In a comparison of the 1" and 2" photomyltipliers in current use in flow-through detectors, a 2" diameter photomultiplier has a faceplate and a base each with four times the area of those of the 1" PM and therefore four times the potential for Cerenkov. Also, the barrel of the 2" tube also has twice the circumference and is almost an inch longer than the smaller tube. All of this translates to a surface and a weight of glass that is nearly three times as large for the 2" tube as for the 1"; one might expect a corresponding increase in Cerenkov counts.

In addition to its beta, 40K is a hard gamma emitter (1.46 meV). These gammas too, activate the photocathodes as demonstrated by counting coincidences first with an opaque cardboard placed between the PMs and then with a Pb sheet. When the faces are close together, the decrease in counts from cardboard to lead is dramatic. The accepted explanation is that accidentals are being counted when the lead is present, accidentals plus the effects of the gammas are observed when there is no lead. Again, the larger the tube, the more 40K, and the more such counts.

And there are still other volume related sources of spurious counts. Though there is an extremely high vacuum within the PM, there still remain many gas molecules. These occasionally interact with the electron avalanche in the region of the anode and become ionized. The ions migrate to the cathode where they are discharged, sometimes producing light. With the volume of the 2" tube somewhat greater than four times that of a 1" tube, we again anticipate increased crosstalk.

While there are electronic means for eliminating some of the effects of photomultiplier crosstalk, they are rather complex and tend to reduce counting efficiency, especially for the least energetic isotopes, i.e., 3H. Dependent upon differences in the decay time of light pulses arising from true scintillations within the sample and light generated in plastic scintillator sheeting placed in front of the photomultipliers, they also impose limitations on the scintillators that can be used. It would be better to avoid such methods if possible.

These considerations lead to the conclusion that, especially for flow measurements where the PMs are deliberately placed close together, smaller tubes are to be favored over larger ones.
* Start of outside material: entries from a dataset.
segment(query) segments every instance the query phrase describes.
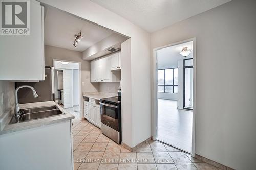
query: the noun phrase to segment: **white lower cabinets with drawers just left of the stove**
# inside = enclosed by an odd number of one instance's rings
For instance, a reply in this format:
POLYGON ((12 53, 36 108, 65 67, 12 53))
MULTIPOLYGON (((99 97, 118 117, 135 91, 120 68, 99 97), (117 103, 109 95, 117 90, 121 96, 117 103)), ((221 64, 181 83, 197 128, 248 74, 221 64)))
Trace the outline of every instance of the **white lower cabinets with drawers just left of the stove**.
POLYGON ((84 118, 100 128, 100 105, 84 101, 84 118))

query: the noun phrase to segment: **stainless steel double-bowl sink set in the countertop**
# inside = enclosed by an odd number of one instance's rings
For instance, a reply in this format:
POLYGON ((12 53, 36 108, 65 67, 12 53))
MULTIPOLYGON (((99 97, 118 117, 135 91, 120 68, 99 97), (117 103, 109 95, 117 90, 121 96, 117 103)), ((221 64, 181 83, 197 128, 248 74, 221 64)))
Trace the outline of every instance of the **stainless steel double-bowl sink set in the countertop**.
POLYGON ((20 110, 20 113, 21 116, 19 122, 17 122, 13 117, 9 124, 65 114, 55 105, 22 109, 20 110))

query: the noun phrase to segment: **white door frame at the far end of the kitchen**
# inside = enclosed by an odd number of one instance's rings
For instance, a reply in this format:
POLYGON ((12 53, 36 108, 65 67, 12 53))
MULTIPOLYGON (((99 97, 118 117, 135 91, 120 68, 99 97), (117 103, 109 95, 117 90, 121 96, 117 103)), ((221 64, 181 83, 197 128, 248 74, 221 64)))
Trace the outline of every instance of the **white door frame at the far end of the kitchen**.
MULTIPOLYGON (((77 61, 70 61, 70 60, 61 60, 61 59, 52 59, 52 65, 53 67, 55 66, 54 65, 54 61, 65 61, 65 62, 71 62, 71 63, 78 63, 79 64, 79 108, 80 108, 80 116, 81 116, 81 120, 84 118, 83 116, 83 107, 82 107, 82 104, 83 104, 83 98, 82 98, 82 86, 81 86, 81 62, 77 62, 77 61)), ((55 67, 54 67, 55 69, 55 67)))

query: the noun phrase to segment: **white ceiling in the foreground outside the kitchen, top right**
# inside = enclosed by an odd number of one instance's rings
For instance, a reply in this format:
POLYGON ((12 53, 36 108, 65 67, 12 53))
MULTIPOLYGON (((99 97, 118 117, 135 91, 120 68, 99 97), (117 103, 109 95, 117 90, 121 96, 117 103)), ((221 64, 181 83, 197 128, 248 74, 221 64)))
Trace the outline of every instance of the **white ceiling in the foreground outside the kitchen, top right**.
POLYGON ((231 0, 91 0, 148 32, 195 16, 231 0))

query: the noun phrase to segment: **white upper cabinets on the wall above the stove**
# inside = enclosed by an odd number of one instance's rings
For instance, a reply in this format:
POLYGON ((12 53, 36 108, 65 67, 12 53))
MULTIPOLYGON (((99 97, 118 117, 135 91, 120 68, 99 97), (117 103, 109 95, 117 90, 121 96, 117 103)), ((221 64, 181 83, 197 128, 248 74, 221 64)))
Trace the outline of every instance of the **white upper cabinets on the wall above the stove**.
POLYGON ((91 82, 119 82, 121 78, 120 71, 120 52, 100 59, 91 61, 91 82), (115 65, 116 69, 111 69, 115 65))

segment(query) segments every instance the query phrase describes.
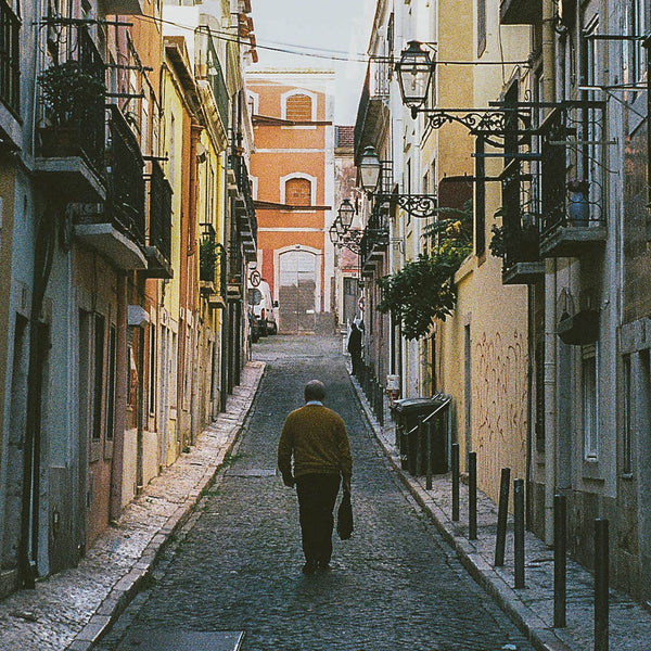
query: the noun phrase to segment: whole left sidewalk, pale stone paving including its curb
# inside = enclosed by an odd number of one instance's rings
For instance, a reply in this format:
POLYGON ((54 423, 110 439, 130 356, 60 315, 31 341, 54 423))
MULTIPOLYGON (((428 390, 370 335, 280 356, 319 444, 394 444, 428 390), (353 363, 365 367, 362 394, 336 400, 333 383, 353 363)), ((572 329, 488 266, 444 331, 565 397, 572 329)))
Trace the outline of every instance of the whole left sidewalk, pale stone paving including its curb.
POLYGON ((92 649, 212 483, 242 431, 264 370, 260 361, 246 365, 226 412, 189 454, 152 480, 77 567, 0 601, 0 651, 92 649))

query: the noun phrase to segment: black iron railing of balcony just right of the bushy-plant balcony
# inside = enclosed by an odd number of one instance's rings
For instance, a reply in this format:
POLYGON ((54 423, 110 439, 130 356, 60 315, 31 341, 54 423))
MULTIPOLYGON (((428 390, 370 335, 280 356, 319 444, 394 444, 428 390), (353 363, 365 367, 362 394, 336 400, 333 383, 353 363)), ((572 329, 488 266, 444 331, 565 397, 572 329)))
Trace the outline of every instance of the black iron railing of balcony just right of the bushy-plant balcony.
POLYGON ((122 111, 108 107, 107 209, 114 226, 144 246, 144 175, 140 145, 122 111))

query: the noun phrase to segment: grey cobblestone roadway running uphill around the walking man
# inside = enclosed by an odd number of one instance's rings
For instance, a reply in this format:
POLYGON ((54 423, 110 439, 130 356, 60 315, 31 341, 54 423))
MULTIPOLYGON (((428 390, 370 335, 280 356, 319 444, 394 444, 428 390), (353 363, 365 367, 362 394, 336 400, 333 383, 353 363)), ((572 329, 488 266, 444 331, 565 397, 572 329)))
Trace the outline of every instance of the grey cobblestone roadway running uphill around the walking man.
POLYGON ((268 337, 254 359, 267 371, 230 461, 99 648, 136 649, 137 635, 186 629, 242 630, 247 651, 531 650, 390 469, 341 341, 268 337), (282 422, 312 378, 348 426, 356 528, 350 540, 335 539, 330 573, 306 577, 295 494, 275 465, 282 422))

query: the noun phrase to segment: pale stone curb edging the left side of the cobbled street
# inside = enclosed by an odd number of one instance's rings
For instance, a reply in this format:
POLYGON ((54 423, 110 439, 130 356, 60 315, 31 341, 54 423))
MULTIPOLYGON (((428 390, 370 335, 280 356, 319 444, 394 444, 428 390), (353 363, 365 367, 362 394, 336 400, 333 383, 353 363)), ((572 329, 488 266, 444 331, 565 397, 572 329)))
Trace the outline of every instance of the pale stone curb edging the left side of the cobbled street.
MULTIPOLYGON (((217 450, 217 454, 210 461, 210 465, 199 478, 194 488, 188 493, 186 500, 179 505, 176 511, 167 519, 165 524, 159 528, 158 533, 153 536, 150 542, 144 548, 139 560, 133 564, 130 572, 125 574, 111 589, 108 595, 103 599, 97 611, 91 615, 86 626, 75 636, 74 640, 66 647, 65 651, 90 651, 93 649, 100 639, 108 631, 113 624, 123 614, 131 600, 146 584, 151 575, 154 563, 165 550, 170 540, 170 536, 180 529, 190 519, 194 507, 201 499, 202 493, 209 488, 217 473, 224 464, 224 459, 232 451, 233 447, 240 438, 244 423, 251 412, 251 408, 257 395, 260 381, 265 374, 265 363, 259 365, 259 372, 254 380, 254 383, 246 387, 250 398, 243 396, 241 392, 233 393, 229 398, 237 398, 237 406, 242 407, 239 416, 232 419, 232 413, 225 412, 224 420, 230 425, 227 443, 224 447, 217 450)), ((219 421, 219 417, 217 421, 219 421)), ((208 433, 210 427, 202 434, 208 433)))

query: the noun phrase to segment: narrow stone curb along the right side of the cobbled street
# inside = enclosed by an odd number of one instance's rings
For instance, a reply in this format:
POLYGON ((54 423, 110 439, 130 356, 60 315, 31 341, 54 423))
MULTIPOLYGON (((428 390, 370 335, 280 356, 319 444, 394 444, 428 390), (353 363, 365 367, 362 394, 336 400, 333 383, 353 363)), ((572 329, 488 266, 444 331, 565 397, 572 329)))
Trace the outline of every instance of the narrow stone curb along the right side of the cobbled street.
POLYGON ((353 376, 350 376, 350 383, 384 456, 423 512, 430 516, 444 540, 456 551, 461 564, 473 579, 493 597, 495 602, 507 613, 520 630, 527 636, 538 651, 572 651, 571 647, 567 647, 556 635, 552 628, 549 628, 536 613, 518 598, 518 593, 495 572, 493 566, 476 553, 473 542, 457 534, 454 523, 420 484, 407 476, 400 468, 399 460, 392 455, 391 449, 385 446, 382 436, 379 435, 380 424, 372 413, 366 396, 361 392, 361 387, 353 376))

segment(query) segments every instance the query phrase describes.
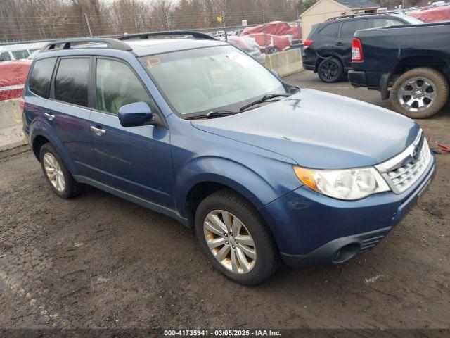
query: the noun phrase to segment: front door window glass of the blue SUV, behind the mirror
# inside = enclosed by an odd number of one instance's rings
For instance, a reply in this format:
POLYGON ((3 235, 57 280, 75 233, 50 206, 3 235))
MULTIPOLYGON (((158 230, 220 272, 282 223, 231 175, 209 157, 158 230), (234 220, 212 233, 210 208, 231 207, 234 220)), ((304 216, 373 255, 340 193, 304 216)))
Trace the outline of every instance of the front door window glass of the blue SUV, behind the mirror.
POLYGON ((134 102, 146 102, 152 111, 156 105, 141 81, 128 65, 108 59, 98 59, 96 67, 96 100, 101 111, 117 115, 120 107, 134 102))

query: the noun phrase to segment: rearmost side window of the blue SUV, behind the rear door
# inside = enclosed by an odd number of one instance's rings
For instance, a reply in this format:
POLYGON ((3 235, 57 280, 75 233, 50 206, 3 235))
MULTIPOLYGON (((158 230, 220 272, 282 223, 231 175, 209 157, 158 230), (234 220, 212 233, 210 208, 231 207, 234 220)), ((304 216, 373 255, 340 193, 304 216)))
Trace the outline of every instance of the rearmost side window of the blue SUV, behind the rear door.
POLYGON ((34 94, 44 97, 44 99, 49 98, 51 75, 55 63, 56 58, 44 58, 36 61, 30 75, 28 87, 34 94))

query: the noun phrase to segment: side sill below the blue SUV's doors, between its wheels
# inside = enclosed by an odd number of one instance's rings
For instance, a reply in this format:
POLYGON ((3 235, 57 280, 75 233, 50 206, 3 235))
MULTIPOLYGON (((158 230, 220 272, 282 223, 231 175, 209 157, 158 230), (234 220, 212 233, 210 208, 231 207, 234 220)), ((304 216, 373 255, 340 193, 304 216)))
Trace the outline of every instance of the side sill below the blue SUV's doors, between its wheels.
POLYGON ((175 220, 178 220, 179 223, 181 223, 185 227, 191 227, 191 222, 189 222, 189 220, 187 218, 181 217, 181 215, 179 215, 179 213, 177 213, 173 209, 166 208, 165 206, 161 206, 160 204, 155 204, 153 202, 147 201, 146 199, 143 199, 139 196, 129 194, 128 192, 124 192, 122 190, 110 187, 107 184, 103 184, 96 180, 92 180, 91 178, 86 177, 86 176, 73 175, 73 178, 75 178, 75 181, 77 181, 79 183, 89 184, 92 187, 96 187, 105 192, 109 192, 110 194, 113 194, 115 196, 122 197, 122 199, 127 199, 128 201, 139 204, 140 206, 143 206, 150 210, 156 211, 157 213, 162 213, 166 216, 174 218, 175 220))

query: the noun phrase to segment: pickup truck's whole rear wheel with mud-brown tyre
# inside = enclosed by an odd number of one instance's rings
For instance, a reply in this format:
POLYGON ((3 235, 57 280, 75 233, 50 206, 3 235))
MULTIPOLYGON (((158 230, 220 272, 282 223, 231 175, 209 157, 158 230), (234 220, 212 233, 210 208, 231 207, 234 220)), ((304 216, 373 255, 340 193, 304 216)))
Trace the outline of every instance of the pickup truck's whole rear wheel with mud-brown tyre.
POLYGON ((414 68, 401 75, 392 86, 394 110, 409 118, 429 118, 444 107, 449 83, 432 68, 414 68))

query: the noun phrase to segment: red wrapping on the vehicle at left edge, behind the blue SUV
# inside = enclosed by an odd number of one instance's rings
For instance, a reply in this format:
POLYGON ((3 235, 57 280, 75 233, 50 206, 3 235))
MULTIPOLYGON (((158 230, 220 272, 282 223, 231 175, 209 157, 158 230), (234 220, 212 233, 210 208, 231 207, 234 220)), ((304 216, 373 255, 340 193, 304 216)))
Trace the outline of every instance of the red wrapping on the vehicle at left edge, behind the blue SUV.
POLYGON ((0 101, 22 96, 31 60, 0 62, 0 101))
And, the advantage is not only in the lower mass, but also in their lower operating voltage that makes for less noise and less residual gas ionization. While larger PMs do allow for larger sample cells -- and especially for larger counting vials in discrete-sample counters -- with the modern tendency for faster HPLC with slower mobile phase flows, the general trend is toward smaller cells for which there can be no argument for large photomultipliers.